Krista — December 5, 2010
So one deeply annoying thing about this graphic is that it's deeply heterosexist and heteronormative. The only way that this makes sense is for 30-44 year old women who are 1) partnered and 2) partnered with men. Although I am a 30 year old woman, I am not partnered with a man. I am, therefore, not represented by the "women" they are purporting this graphic covers.
For god's sake, when we're talking about heterosexual or heterosexually-partnered people, is it that damn hard to SAY THAT?
b — December 5, 2010
Does this average in women with zero income (stay at home wives/mothers), or is this only taking into account women who do have outside income? Because if it's the former, it's hard for it to say anything at all about the wage gap since the entire effect could theoretically be caused by more women entering the work force.
observer — December 5, 2010
The Pew Research study earlier this month also showed that marriages that the more equal the marriage is, the longer it lasts.
KJ — December 5, 2010
Well, I can suggest some reasons. Careers that don't require higher education are often very gendered, with men's careers like construction worker and mechanic being paid at a much higher rate than women's no-higher-education required careers, like nursing home aide or school paraprofessional. Of course, some men work in nursing homes and some women in construction- but all in all, they are still careers with a strong slant towards one gender.
Scott — December 5, 2010
"[T]he figure suggests that efforts to close the wage gap between men and women have been much more successful at the top of the economic ladder than the bottom."
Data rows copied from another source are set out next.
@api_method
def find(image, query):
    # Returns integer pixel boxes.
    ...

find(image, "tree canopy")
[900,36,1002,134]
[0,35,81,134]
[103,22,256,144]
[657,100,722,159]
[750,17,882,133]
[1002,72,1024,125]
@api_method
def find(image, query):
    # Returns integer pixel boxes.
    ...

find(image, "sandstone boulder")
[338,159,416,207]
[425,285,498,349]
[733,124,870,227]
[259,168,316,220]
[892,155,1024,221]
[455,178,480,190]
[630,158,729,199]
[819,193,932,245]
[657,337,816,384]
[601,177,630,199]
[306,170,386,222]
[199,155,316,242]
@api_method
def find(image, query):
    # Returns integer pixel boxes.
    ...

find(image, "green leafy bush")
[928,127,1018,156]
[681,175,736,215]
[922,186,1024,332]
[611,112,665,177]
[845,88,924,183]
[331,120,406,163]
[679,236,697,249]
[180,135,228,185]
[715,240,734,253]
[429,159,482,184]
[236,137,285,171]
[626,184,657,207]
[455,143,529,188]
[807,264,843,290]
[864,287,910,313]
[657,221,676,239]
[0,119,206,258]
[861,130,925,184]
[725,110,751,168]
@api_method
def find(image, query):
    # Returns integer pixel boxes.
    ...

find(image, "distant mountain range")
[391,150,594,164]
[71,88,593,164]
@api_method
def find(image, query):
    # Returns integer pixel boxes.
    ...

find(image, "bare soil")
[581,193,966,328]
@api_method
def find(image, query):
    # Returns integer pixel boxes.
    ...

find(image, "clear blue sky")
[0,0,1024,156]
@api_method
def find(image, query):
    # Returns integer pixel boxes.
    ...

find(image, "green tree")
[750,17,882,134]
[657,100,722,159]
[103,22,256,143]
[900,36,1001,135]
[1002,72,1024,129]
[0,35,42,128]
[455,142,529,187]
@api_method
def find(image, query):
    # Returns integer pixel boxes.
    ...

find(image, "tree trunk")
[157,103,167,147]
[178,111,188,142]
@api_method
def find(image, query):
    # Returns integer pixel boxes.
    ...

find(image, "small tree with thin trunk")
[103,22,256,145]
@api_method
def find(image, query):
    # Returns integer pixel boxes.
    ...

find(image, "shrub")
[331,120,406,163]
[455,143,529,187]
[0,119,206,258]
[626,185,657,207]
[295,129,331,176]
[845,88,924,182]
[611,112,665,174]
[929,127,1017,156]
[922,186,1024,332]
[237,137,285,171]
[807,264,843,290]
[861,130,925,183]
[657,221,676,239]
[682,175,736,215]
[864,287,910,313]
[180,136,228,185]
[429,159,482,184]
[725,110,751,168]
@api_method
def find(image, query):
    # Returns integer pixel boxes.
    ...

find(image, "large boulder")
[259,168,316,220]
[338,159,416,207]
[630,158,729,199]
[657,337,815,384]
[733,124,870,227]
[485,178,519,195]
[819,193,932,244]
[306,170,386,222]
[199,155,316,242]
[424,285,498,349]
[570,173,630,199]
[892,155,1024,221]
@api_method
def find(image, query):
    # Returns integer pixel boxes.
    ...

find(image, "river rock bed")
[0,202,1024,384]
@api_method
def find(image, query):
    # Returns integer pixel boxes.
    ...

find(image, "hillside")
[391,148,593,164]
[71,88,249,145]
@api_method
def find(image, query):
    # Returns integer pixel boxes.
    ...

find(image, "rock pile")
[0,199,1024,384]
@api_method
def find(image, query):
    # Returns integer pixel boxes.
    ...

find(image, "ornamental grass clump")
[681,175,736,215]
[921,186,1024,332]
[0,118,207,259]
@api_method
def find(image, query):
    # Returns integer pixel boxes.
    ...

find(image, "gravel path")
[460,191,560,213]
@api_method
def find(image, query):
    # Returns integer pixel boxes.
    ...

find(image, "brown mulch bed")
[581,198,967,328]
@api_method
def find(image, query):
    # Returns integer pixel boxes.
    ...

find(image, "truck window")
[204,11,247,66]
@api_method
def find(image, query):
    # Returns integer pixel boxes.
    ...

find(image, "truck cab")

First of all I think it's difficult to compare personal education to the economic status of the entire union, especially since (from the Pew report):
"Men (73%) are more likely than women (63%) to marry more educated spouses in this group [as opposed to in 1970, when spouses generally shared the same education level]"
(http://pewsocialtrends.org/files/2010/10/new-economics-of-marriage.pdf)
So I was confused by this but I did find an interesting tidbit in the report:
(from the table of full-time worker median annual earnings)
Women with less than high school make 98% what they made in 1970.
Men with less than high school make 79% what they made in 1970.
Men made 150% of what Women made at less than high school level in 2007.
Men made 188% of what Women made at less than high school level in 1970.
(Change is -38%)
Women with college degrees make 130% what they made in 1970.
Men with college degrees make 113% what they made in 1970.
Men made 141% of what women made with college degrees in 2007.
Men made 163% of what women made with college degrees in 1970.
(Change is -22%)
So actually, the lower education levels have been closing the gap faster, but there's a bigger gap. However, the pay gap used to be much larger for lower-education women, but the disparity has actually been closing between lower and higher-education gender pay gaps (25% disparity versus today's 9% disparity)
There's a lot of other crazy correlations between the two tables (full-time median annual earnings and median annual household income)- such as the fact that men with no high school diploma are making 79% what they were in 1970, yet their households are making 102% what they were in 1970...
nitpicker — December 5, 2010
I'm curious. Do we know how much of the inequality on the lower end of the scale is based on job type? If we assume the couples are matched evenly by education, isn't it true that men are more likely to take jobs which pay more due to danger or physical exertion than women? Construction, logging, the military and other job types which offer pretty good pay with only a high school education are still dominated by men, while teaching, secretarial work and receptionists have remained dominated by women.